Lenae, and R&B singer from Chicago blessed with legs for miles, towered above the crowd. Her mezzo soprano voice floated comfortably in an upper register unreachable by most pop songstresses.
Laura Jean Hocking

Brandon Santini plays the Blues Tent

Continuing north, we ended up at the Coca-Cola Blues Tent, where Brandon Santini and his band were absolutely tearing it up as the crowd filled in. Here’s a BSMF ProTip: when you need a break from the heat or to sit down for a minute, go to the Blues Tent. The music is always at least competent, and usually great. Sometimes, as with Santini on Friday, you can watch an act having the night of their lives while you catch your breath.

Heading back down South, we arrived just in time to watch the biggest party of the night break out. BlocBoy JB, the Memphis rapper whose “Look Alive” was a huge hit last year, almost missed the festival after an MPD traffic stop found him with weed and a firearm. Fresh out of 201, the lithe MC had what looked like half the crowd on stage with him three songs in. Thousands bounced along as clouds of cannabis smoke ascended to heaven.

As a side note, way too many of y’all are mixing your cannabis with tobacco. I’m not talking about rolling a blunt with a cigar paper, which is a time-honored and practical method. I’m talking about actually rolling tobacco into your joints. This is an abomination—what the late, great Memphis music producer Jim Dickinson would have called a “decadent European practice”. Have some self-respect and smoke your weed pure like Jah intended.
Chris McCoy

Chvrches’ Lauren Mayberry is bathed in light as she whips up the crowd.

We returned to the Terminix stage for Chvrches. It was the last night of the tour for the Glasgow, Scotland, band, and they left it all on the stage. Singer Lauren Mayberry is pint-sized, even in platform shoes, but she radiates confidence and can work a crowd with the best of them. Swirling in a pink tutu, she and her bandmates Iain Cook and Martin Doherty breathed life into their deep catalog of warm synthpop. Halfway through the set, Mayberry paused to point out a nearby funnel cake stand and tell the story of puking into a trash bin the first time she ever tried one of the fried dough pastries. Nevertheless, she said, she would probably have one again, “after I get this tutu off.”

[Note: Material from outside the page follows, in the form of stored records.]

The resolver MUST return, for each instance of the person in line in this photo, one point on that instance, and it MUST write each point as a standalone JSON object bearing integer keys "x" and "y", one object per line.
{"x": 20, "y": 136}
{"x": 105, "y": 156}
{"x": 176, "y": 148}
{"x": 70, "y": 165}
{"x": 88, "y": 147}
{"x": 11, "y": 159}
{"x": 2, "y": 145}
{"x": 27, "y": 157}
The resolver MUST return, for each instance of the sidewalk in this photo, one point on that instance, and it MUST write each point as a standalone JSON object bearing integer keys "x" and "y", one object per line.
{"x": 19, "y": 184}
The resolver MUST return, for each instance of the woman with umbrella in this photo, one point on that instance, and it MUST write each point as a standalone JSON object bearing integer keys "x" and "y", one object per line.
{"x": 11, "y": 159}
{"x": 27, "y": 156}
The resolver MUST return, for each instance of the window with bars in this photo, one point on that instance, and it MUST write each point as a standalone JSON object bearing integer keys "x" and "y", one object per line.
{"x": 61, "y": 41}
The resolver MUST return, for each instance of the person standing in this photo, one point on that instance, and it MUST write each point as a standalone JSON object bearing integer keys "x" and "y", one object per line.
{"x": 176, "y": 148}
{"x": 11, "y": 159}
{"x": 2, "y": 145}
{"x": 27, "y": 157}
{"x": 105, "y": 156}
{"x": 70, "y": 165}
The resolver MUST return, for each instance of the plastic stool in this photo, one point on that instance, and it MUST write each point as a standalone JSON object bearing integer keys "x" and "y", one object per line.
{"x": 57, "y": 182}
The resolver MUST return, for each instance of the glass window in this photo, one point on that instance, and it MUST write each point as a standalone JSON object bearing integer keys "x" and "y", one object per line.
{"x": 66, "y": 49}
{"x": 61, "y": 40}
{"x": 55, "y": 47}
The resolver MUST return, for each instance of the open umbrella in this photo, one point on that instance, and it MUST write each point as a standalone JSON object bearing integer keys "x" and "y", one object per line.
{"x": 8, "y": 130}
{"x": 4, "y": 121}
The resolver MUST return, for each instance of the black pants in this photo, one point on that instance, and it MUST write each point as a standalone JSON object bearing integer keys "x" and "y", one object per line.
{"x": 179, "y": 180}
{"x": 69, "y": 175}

It was a low-impact and fun Friday night. As Chvrches packed up, a wave of Dave Matthews fans descended on the stage like the undead at Winterfell. Having had our fill of Matthews’ jam-lite stylings in the 1990s, we briefly debated trying to fight the tide of baseball caps fetishists to get to Khalid before deciding to ride the wave out of the South gate. Another ProTip: The Lyft pickup area on Kansas street is the quickest way out of the festival area, and they’ve even got a promo code for free rides, courtesy of Bud Light. So use it, and be safe out there, y’all.